As reported by PCWorld.com, in November 2011 the FBI shut down a network that a gang of criminal hackers in Estonia had launched to infect servers with the notorious DNSChanger Trojan — a virus that redirects computers from legitimate online destinations to phony websites that launch online ads that generated revenue for the hackers. The Trojan is sophisticated enough to prevent computers infected with the virus from visiting websites with the tools available to remove the problem.
According to PCWorld, the FBI temporarily fixed the issue by replacing “the criminals’ servers with legitimate ones that would push along traffic to its intended destination.” However, the online news site explained, the “surrogate network was supposed to be temporary — in operation just long enough for companies and home users to remove DNSChanger malware from their machines.”
The FBI plans to unplug the temporary network on March 8, and when that happens, “computers infected with DNSChanger will not be able to access the Internet,” explained PCWorld. “The malware will send requests to servers that will no longer be online.”
The computer tech blogsite Krebs on Security reported that although the FBI has been warning of the impending shutoff and of the importance of companies and individuals to clean up their computers and servers, as of the first of February the DNSChanger Trojan was still active on computers at half of Fortune 500 companies, as well as on PCs at 50 percent of federal government agencies.
As reported by the Krebs blog, “authorities in Estonia arrested six men suspected of using the Trojan to control more than four million computers in over 100 countries — including an estimated 500,000 in the United States.
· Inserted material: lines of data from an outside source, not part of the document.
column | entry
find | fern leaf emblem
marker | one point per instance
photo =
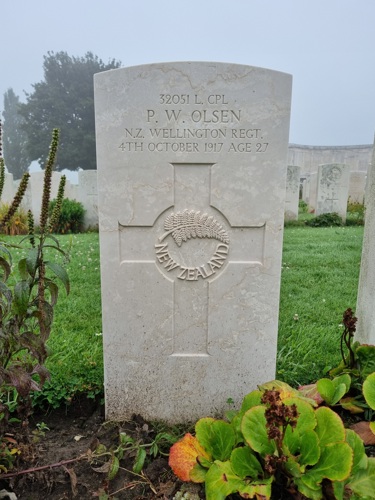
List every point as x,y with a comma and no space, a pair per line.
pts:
193,224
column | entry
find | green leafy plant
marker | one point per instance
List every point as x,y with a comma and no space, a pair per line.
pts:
28,295
325,220
17,224
346,387
71,216
277,442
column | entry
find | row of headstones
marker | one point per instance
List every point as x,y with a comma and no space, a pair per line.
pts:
325,191
191,195
85,192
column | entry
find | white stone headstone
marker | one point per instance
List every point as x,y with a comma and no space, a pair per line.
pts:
292,192
310,190
192,161
357,186
34,193
8,189
365,310
333,189
88,196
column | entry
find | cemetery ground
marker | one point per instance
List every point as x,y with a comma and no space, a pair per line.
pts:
320,269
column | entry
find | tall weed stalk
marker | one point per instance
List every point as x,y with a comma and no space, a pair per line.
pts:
28,294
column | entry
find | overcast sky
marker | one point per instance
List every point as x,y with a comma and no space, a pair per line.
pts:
327,45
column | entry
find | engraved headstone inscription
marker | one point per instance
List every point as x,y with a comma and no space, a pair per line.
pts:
192,164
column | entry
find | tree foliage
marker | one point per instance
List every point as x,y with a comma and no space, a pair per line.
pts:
16,155
64,99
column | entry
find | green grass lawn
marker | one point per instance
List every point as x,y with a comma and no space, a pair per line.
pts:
319,281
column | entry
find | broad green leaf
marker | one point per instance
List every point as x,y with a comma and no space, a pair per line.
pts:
183,456
309,449
114,467
366,359
276,385
338,489
223,440
254,430
53,289
286,391
139,460
369,390
221,482
198,473
60,272
291,441
293,467
236,424
343,379
363,482
125,439
360,459
245,463
312,493
32,260
330,428
351,404
250,400
205,434
335,463
6,268
22,267
4,290
330,391
21,297
311,391
306,415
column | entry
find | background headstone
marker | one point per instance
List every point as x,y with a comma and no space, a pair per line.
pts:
366,289
333,189
292,192
357,186
191,192
88,196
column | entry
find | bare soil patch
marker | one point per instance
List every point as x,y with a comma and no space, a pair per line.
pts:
72,433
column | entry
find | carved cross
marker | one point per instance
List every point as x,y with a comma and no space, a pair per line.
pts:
192,244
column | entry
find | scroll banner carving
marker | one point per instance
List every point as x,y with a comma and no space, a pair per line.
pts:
183,226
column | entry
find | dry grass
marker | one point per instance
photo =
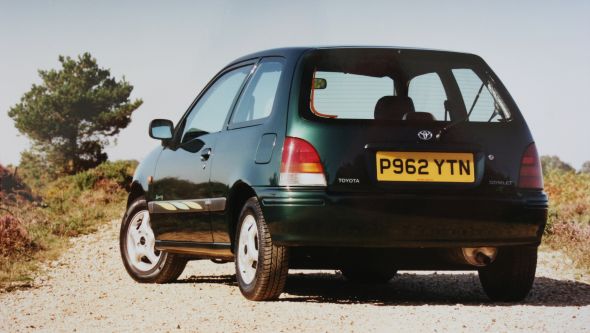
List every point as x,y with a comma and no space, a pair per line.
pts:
568,226
34,231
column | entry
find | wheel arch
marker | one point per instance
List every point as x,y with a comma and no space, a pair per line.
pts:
135,192
239,193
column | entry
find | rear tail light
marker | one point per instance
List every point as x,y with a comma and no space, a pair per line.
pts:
531,176
300,164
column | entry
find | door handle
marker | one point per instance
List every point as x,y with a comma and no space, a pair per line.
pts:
206,154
Investigators timed the arrests with a coordinated attack on the malware’s infrastructure. The two-pronged attack was intended to prevent miscreants from continuing to control the network of hacked PCs, and to give Internet service providers an opportunity to alert customers with infected machines.”
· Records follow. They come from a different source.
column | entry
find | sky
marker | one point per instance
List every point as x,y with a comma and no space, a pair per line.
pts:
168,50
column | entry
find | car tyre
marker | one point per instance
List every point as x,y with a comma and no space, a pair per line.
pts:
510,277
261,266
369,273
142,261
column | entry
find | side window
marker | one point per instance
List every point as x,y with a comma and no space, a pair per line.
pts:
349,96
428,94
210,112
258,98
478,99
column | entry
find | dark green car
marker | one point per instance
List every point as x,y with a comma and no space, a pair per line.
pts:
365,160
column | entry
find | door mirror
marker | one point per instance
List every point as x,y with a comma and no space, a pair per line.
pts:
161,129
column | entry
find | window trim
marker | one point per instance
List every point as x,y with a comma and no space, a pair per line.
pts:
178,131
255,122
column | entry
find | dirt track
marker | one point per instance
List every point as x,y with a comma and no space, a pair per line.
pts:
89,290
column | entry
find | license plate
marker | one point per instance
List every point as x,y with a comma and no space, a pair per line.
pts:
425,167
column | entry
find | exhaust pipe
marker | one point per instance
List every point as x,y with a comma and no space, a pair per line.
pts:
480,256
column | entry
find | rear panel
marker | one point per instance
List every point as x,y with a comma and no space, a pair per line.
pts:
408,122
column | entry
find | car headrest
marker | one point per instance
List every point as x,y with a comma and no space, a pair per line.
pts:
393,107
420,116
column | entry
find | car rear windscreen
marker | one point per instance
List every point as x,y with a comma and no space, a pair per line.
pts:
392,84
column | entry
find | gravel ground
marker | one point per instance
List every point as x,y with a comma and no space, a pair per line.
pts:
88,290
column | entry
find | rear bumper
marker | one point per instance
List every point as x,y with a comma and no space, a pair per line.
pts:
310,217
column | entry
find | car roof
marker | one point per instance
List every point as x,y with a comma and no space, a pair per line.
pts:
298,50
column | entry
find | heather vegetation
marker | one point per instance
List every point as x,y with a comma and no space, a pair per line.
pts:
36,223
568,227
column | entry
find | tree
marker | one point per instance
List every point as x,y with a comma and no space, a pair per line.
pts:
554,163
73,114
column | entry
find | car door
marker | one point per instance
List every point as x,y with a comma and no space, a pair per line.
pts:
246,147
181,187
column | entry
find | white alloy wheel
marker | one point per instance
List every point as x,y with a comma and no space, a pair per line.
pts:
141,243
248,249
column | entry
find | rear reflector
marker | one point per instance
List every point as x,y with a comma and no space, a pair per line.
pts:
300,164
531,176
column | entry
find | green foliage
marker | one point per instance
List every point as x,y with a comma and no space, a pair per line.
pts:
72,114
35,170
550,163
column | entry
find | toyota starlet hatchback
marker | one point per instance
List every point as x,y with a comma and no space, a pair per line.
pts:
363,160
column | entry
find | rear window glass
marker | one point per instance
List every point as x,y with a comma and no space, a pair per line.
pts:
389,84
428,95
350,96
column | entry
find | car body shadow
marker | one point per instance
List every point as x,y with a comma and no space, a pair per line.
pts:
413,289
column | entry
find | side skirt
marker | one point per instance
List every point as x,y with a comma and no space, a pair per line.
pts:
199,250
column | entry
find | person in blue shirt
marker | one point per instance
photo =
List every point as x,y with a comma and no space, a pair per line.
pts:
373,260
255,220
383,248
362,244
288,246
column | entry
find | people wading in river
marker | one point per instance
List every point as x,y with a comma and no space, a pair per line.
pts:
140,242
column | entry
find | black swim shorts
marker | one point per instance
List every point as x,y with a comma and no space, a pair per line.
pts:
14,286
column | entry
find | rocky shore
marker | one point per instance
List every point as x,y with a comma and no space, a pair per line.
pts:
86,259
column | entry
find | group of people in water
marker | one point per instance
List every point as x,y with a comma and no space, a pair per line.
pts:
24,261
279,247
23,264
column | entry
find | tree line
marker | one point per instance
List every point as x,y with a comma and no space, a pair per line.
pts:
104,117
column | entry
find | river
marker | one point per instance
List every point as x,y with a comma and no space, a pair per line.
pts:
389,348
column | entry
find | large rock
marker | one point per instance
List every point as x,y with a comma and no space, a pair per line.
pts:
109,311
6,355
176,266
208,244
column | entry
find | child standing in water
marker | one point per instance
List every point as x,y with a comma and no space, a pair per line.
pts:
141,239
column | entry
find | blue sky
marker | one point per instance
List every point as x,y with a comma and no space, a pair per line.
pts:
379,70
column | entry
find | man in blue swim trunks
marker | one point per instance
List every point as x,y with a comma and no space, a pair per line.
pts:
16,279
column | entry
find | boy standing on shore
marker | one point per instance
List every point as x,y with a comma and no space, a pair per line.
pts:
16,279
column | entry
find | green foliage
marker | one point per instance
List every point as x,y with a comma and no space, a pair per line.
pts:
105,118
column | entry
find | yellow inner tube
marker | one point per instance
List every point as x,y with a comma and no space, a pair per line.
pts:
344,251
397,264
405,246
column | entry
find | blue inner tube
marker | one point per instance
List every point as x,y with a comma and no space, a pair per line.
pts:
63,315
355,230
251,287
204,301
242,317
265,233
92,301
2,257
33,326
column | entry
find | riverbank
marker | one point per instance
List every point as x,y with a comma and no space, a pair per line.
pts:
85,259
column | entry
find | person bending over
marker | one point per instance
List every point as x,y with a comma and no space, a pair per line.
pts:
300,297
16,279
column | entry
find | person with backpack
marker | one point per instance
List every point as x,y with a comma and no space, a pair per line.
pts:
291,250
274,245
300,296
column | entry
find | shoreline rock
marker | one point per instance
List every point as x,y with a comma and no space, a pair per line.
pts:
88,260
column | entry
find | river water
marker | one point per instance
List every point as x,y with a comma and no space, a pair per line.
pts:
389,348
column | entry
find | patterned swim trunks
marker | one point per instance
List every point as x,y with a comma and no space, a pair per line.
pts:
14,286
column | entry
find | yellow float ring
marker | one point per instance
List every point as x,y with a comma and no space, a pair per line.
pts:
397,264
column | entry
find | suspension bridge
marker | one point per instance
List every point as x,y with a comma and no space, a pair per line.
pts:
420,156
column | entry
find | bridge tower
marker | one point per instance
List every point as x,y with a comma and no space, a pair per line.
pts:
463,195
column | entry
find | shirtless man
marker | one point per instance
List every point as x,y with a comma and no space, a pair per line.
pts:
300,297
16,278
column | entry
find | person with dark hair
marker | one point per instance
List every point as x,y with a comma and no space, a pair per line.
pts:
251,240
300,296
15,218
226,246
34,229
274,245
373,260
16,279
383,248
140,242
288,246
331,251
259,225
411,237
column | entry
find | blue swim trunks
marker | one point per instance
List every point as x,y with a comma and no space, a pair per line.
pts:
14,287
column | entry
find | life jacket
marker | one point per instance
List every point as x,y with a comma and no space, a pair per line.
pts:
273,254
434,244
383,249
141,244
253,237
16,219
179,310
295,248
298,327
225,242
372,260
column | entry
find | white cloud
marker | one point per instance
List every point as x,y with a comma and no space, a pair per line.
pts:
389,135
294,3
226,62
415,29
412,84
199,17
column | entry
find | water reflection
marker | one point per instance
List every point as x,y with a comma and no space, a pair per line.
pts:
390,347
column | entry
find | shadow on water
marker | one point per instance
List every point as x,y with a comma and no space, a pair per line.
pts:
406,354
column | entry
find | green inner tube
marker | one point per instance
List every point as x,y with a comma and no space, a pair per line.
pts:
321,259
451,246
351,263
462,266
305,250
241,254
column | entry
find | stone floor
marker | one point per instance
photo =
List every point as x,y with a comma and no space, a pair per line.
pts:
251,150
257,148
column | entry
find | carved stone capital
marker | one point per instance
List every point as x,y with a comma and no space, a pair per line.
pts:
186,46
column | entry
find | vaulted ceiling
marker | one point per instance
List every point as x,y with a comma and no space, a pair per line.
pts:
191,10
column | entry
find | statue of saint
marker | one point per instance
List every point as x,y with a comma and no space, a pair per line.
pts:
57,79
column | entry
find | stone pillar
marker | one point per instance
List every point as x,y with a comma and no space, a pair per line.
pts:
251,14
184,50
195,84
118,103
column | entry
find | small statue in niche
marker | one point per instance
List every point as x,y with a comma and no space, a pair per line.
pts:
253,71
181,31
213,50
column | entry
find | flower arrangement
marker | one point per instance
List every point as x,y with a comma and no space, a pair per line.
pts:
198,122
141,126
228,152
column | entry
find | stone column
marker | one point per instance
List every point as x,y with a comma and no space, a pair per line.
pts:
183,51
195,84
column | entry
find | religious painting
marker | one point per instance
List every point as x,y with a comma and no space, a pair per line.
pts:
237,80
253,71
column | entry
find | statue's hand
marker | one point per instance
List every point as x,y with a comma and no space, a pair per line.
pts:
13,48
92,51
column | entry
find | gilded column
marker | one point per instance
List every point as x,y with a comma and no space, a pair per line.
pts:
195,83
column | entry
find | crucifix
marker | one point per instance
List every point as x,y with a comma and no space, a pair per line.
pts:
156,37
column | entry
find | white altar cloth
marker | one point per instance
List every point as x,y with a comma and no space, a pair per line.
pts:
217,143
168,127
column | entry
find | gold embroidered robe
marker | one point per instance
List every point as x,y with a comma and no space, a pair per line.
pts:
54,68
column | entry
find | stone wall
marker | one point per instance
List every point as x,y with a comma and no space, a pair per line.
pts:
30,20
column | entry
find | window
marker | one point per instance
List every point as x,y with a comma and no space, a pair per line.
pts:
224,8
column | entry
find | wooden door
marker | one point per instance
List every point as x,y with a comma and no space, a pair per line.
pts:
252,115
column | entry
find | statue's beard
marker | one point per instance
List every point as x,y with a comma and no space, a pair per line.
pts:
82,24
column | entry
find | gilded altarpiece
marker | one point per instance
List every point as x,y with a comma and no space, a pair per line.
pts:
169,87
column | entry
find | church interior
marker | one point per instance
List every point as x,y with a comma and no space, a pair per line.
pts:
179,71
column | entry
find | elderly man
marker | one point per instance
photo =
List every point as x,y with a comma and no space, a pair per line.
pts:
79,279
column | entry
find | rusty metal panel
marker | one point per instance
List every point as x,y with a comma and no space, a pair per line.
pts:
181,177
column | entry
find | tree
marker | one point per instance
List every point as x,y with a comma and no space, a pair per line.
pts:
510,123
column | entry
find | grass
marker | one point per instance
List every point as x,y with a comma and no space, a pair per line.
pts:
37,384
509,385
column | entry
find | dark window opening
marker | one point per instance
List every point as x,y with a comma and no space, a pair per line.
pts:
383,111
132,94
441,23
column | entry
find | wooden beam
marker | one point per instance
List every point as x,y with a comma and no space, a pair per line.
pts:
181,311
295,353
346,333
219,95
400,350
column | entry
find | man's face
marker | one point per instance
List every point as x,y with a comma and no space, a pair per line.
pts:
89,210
But according to the head of a firm that provides security services intended to remedy attacks from hackers, many companies and government agencies have not been sufficiently aggressive in battling the attack. “Yes, there are challenges with removing this malware, but you would think people would want to get this cleaned up,” said Rod Rasmussen, president and chief technology officer at Internet Identity. “This malware was sometimes bundled with other stuff, but it also turns off antivirus software on the infected machines and blocks them from getting security updates from Microsoft.”
While there are efforts to get the deadline extended, if that does not happen millions of computers could go black in early March, warned Rasmussen. “At this rate, a lot of users are going to see their Internet break on March 8,” he said.
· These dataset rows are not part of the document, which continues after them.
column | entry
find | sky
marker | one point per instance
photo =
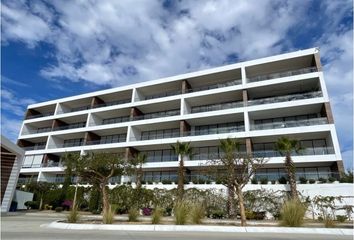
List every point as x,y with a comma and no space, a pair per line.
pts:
54,49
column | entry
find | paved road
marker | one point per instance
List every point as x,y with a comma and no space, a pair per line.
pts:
28,227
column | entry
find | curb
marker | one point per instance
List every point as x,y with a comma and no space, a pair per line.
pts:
176,228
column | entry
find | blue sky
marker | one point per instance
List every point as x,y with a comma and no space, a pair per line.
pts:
53,49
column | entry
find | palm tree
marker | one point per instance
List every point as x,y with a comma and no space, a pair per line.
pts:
286,146
182,150
138,161
230,147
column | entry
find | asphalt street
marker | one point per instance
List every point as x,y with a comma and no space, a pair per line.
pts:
28,227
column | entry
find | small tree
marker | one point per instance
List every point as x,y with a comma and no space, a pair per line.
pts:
286,146
40,188
98,168
239,169
182,150
138,161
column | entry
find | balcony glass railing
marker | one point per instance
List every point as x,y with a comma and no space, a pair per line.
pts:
35,147
302,152
282,74
308,175
156,115
216,107
112,103
215,131
164,94
99,142
289,124
40,115
70,126
214,86
286,98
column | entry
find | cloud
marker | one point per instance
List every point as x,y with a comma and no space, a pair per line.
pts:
12,104
112,43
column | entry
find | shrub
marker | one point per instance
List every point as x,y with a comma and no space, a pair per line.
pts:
312,181
181,211
329,222
32,204
322,180
282,180
292,213
254,181
67,204
58,209
108,217
133,215
217,214
147,211
264,180
249,214
303,180
341,218
156,216
73,215
331,179
197,213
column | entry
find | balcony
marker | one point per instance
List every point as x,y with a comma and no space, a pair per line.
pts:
156,115
302,152
112,103
164,94
40,115
215,86
35,147
216,107
70,126
285,98
289,124
282,74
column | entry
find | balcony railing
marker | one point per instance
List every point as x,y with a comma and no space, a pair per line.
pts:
286,98
99,142
215,86
35,147
216,107
302,152
308,175
70,126
164,94
113,103
282,74
289,124
156,115
40,115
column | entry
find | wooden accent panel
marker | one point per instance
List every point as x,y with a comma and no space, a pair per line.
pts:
135,112
7,162
130,152
185,86
249,146
96,101
90,136
58,123
184,127
31,112
317,61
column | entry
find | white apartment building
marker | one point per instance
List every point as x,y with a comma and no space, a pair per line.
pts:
256,102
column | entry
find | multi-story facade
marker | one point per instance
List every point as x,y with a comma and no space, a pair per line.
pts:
256,102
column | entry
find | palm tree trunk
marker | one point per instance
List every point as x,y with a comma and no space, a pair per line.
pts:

Experts predict that, even with an extension, completely knocking out the DNSChanger Trojan will take several years. A group formed in 2009 to create a strategy for containing and cleaning up an earlier malicious attack — labeled the Conficker Worm — estimates that nearly three million computers remain infected with that Trojan.
Rasmussen said that given such a projection for fixing the present problem, along with the less-than-proactive approach some companies have taken to ridding themselves of the Trojan, shutting infected servers down in March may be the best option. “I’m guessing a lot more people would care at that point,” Rasmussen was quoted by Krebs on Security. “It certainly would be an interesting social experiment if these systems just got cut off.”
The FBI has set up a Web page (here) for individuals who think their computers, or a server they use, may be infected by the DNSChanger Trojan.
Experts are recommending that individuals with infected computers have them scrubbed by a professional. For the more tech-savvy individual, once a computer has been scrubbed, a free tool is available for download from Avira.com (or from www.dns-ok.de) that will repair DNS settings on Windows-based computers compromised by the DNSChanger Trojan.